# Dogtra Collars



## Guest (May 11, 2006)

Does anyone have the New Dogtra 1700 NCP. Its the collar with the LCD Display. Is a 1/2 Mile range too short on a collar? 

If you go to Dogtra Website www.dogtra.com it is the first one to pop up.


----------



## Markjens (Nov 20, 2005)

*Dogtra*

I've been using the 1700 NCP 2-Dog. I've been very happy with it. I've used in the cold and rain and haven't had any problems with the LCD.
The LCD is nice especially for me with running the two dogs...I can easily see and adjust to the exact setting that is the appropriate correction level for each dog.

As far as the range goes...it's been more than adequate even at long distances. 

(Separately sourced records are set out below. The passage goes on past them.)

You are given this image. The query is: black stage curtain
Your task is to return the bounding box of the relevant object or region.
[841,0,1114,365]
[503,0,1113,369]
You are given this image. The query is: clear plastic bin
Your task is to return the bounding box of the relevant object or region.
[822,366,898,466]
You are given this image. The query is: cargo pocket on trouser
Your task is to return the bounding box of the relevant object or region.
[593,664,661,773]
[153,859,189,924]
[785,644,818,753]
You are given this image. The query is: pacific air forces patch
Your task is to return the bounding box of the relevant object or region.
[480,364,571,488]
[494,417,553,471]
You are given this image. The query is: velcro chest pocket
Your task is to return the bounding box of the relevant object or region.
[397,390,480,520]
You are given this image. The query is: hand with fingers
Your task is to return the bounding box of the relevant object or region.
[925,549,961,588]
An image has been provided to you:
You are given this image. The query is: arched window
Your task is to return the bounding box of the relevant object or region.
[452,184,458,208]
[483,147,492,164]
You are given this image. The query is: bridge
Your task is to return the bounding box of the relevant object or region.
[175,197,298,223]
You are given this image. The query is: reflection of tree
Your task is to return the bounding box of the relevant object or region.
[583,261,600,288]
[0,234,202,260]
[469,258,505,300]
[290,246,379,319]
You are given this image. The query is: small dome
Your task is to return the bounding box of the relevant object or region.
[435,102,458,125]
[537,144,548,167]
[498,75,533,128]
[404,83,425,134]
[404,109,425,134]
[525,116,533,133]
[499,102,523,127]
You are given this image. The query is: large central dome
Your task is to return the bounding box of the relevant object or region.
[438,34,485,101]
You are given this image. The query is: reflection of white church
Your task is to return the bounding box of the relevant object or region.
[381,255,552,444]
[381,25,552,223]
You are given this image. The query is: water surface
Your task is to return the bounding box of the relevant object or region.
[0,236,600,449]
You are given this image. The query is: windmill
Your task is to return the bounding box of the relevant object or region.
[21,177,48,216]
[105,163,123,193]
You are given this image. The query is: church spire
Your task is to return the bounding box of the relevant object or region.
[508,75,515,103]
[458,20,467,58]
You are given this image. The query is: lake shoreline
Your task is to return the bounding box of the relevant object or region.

Dependability...I haven't had any problems at all...and I've been very happy with the charge the batteries hold.


----------



## Gary Suitts (Apr 22, 2006)

The best part of the LCD is the battery level indicator. Wish Dogtra was smart enough to put that feature on the new 2200 series. Guess they have to have something to improve for next years model? Sure would be nice to look at both the collar and transmitter and know how much juice you have left... Just dreaming..


----------



## RAB (May 28, 2004)

I got my 1700 about 3 weeks ago. I like everthing about it from the battery charge features on both collar and transmitter,size and range of correction levels. About the range would depend on what you are doing as far as training/hunting. It is all i need b/c 300 yards from my duck blind is one hell of a run. :wink:


----------



## Markjens (Nov 20, 2005)

Gary Suitts said:


> The best part of the LCD is the battery level indicator. Wish Dogtra was smart enough to put that feature on the new 2200 series. Guess they have to have something to improve for next years model? Sure would be nice to look at both the collar and transmitter and know how much juice you have left... Just dreaming..


Actually all the new Dotra e-collars (including the 2200ncp) have a LED light on both the receiver and transmitter that emits a difference color to indicate the battery life. Here is the way it works, green=full charge, amber=medium charge and red=needs charge. The 1700 has both the led light and the battery life icon on the LCD screen.


----------